Gold funds are open-ended mutual funds. They carry out investments in units of a gold exchange-traded fund (ETF). The prime purpose of these funds is wealth creation by using the potential of physical gold as a valuable commodity. These funds are best for investors with a low-risk appetite.
Benefits
The funds are redeemable on any business day during market hours. However, for selling, the NAV of the day before is taken into account. Once your funds are traded off, the money is generally disbursed within 2-3 working days.
Investing in these funds is also safer than a physical gold investment. You can electronically invest in the funds with safety and avoid the hassle of storing physical gold that can be stolen anytime.
After a few years, if you wish to increase your investments little by little annually, you can go for a step-up SIP. Then you can estimate the returns using an SIP with annual increase calculator.
Gold funds, like any asset class, come with certain risks. These include lower returns than equities and diversification challenges.

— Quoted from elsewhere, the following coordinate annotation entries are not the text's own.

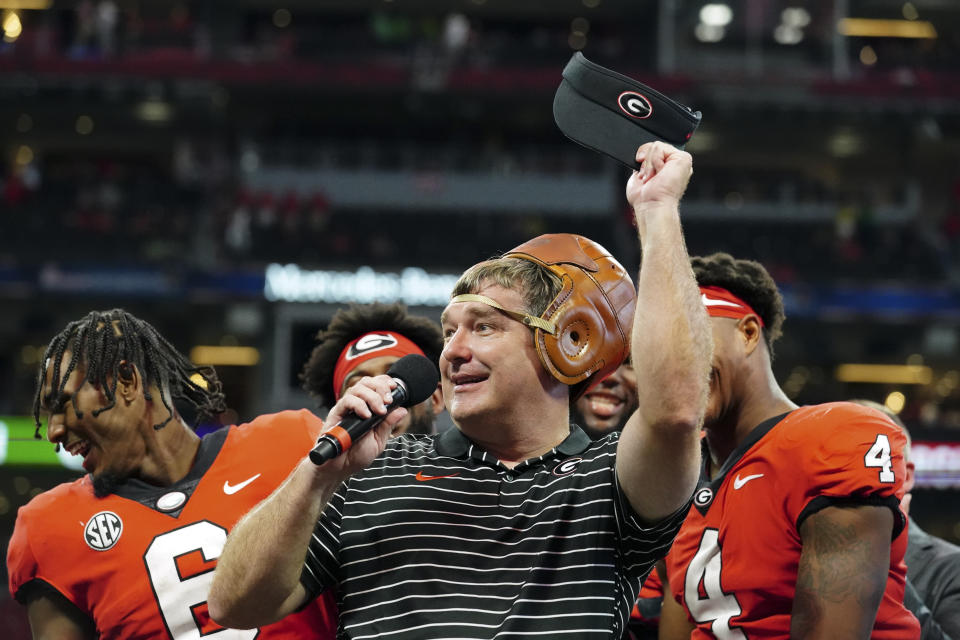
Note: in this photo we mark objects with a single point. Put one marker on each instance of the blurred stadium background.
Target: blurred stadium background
(236, 171)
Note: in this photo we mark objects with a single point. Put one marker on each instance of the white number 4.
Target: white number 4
(715, 606)
(879, 456)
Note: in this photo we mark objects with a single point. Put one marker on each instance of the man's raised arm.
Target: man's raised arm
(672, 346)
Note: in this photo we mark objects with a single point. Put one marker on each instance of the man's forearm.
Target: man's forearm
(671, 345)
(257, 579)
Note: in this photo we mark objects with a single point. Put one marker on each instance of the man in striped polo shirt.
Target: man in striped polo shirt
(514, 524)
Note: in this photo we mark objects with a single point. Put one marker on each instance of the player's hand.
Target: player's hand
(662, 178)
(368, 396)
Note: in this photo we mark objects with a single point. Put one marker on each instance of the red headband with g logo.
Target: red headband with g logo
(370, 345)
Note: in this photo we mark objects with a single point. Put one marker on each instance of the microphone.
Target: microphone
(416, 379)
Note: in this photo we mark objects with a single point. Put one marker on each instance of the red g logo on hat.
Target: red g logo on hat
(635, 105)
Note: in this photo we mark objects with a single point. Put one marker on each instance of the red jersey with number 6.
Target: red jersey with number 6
(733, 566)
(139, 562)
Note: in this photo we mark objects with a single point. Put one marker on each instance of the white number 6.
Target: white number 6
(177, 596)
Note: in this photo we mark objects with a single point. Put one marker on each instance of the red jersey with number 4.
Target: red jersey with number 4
(139, 562)
(733, 566)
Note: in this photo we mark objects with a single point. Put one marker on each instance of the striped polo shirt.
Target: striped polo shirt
(439, 539)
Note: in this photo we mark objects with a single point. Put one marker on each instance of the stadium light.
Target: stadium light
(870, 28)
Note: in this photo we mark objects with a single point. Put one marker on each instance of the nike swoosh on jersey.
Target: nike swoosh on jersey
(230, 489)
(739, 482)
(424, 478)
(716, 302)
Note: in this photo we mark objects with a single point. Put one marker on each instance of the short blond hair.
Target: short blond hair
(537, 285)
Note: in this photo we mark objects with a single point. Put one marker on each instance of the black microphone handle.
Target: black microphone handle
(329, 447)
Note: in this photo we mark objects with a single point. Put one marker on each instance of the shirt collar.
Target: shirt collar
(454, 444)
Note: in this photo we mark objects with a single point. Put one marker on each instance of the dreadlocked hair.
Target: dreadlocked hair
(106, 342)
(749, 281)
(353, 322)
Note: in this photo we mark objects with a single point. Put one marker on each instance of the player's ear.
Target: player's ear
(128, 380)
(436, 400)
(750, 332)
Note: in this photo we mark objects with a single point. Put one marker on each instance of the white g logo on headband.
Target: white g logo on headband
(370, 342)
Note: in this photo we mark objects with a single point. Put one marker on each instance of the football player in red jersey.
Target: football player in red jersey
(128, 550)
(365, 340)
(606, 406)
(795, 529)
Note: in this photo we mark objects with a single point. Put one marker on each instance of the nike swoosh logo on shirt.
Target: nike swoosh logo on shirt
(716, 302)
(230, 489)
(739, 482)
(423, 478)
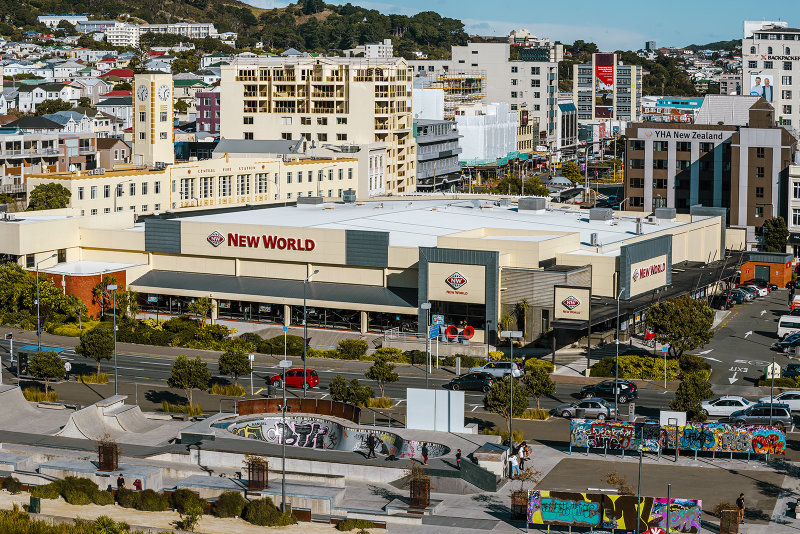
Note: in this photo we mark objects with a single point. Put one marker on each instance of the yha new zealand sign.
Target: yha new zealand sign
(262, 241)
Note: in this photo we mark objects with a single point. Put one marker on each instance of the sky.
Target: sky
(612, 24)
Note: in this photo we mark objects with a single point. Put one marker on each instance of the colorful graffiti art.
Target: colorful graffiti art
(613, 511)
(708, 437)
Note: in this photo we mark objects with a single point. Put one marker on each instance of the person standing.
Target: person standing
(740, 507)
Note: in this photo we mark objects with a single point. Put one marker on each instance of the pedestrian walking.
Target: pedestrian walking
(740, 507)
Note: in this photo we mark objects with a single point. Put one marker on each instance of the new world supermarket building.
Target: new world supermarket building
(475, 261)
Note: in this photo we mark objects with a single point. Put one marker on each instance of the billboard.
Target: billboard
(604, 86)
(572, 302)
(762, 85)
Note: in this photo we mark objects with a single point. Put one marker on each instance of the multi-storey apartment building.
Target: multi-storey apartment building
(531, 81)
(770, 51)
(607, 90)
(338, 100)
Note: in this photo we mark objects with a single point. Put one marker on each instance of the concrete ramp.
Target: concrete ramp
(109, 417)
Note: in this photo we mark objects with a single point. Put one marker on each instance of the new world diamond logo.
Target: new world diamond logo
(571, 302)
(455, 280)
(216, 239)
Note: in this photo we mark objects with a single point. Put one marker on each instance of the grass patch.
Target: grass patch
(189, 409)
(380, 402)
(94, 378)
(532, 413)
(229, 390)
(37, 395)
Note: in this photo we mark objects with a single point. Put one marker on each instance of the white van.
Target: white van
(788, 324)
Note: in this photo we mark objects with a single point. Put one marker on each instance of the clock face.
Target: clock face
(163, 92)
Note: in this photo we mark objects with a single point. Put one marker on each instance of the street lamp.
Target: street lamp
(305, 332)
(283, 364)
(38, 316)
(511, 335)
(616, 365)
(427, 307)
(113, 288)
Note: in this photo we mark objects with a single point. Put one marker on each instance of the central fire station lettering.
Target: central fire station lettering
(270, 241)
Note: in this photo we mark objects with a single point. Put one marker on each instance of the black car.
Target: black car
(605, 390)
(472, 381)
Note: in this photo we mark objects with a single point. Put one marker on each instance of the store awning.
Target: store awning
(249, 288)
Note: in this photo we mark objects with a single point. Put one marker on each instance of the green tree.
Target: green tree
(382, 371)
(774, 235)
(539, 383)
(338, 388)
(189, 374)
(97, 344)
(571, 171)
(201, 307)
(498, 400)
(51, 196)
(682, 323)
(234, 362)
(51, 106)
(694, 389)
(46, 365)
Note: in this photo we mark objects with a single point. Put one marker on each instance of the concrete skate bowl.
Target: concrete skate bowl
(320, 433)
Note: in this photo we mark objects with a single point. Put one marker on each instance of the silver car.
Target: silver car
(592, 408)
(498, 369)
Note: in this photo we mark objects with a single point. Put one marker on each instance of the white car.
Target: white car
(762, 291)
(792, 398)
(725, 405)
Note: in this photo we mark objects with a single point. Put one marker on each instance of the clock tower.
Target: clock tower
(153, 119)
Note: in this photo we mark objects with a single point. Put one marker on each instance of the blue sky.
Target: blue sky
(612, 24)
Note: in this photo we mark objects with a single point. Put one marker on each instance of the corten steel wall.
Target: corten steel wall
(82, 286)
(310, 406)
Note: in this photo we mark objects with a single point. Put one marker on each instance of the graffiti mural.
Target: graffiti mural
(317, 433)
(612, 511)
(708, 437)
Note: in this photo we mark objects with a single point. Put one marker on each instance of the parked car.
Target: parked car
(294, 379)
(478, 381)
(789, 398)
(725, 405)
(592, 408)
(499, 369)
(759, 414)
(606, 390)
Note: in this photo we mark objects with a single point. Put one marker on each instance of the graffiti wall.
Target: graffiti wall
(709, 437)
(613, 511)
(317, 433)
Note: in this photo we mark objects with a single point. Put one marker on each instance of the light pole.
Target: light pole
(38, 316)
(427, 307)
(511, 335)
(616, 365)
(283, 364)
(113, 288)
(305, 332)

However, investors choose these funds not with the motive to gain high returns over a long period but invest with low risk.
By investing in these funds with a dynamic approach, you can diversify your portfolio profitably. Consider allocating a portion of your portfolio towards them. During a market crisis, try to increase this allocation. When the market recovers, you can invest more in other asset classes that seem to perform better. Thus, you must focus on the stability gold funds provide your portfolio with and use them as insurance cover.
To conclude, consider investing in these funds strategically to make the most of their benefits.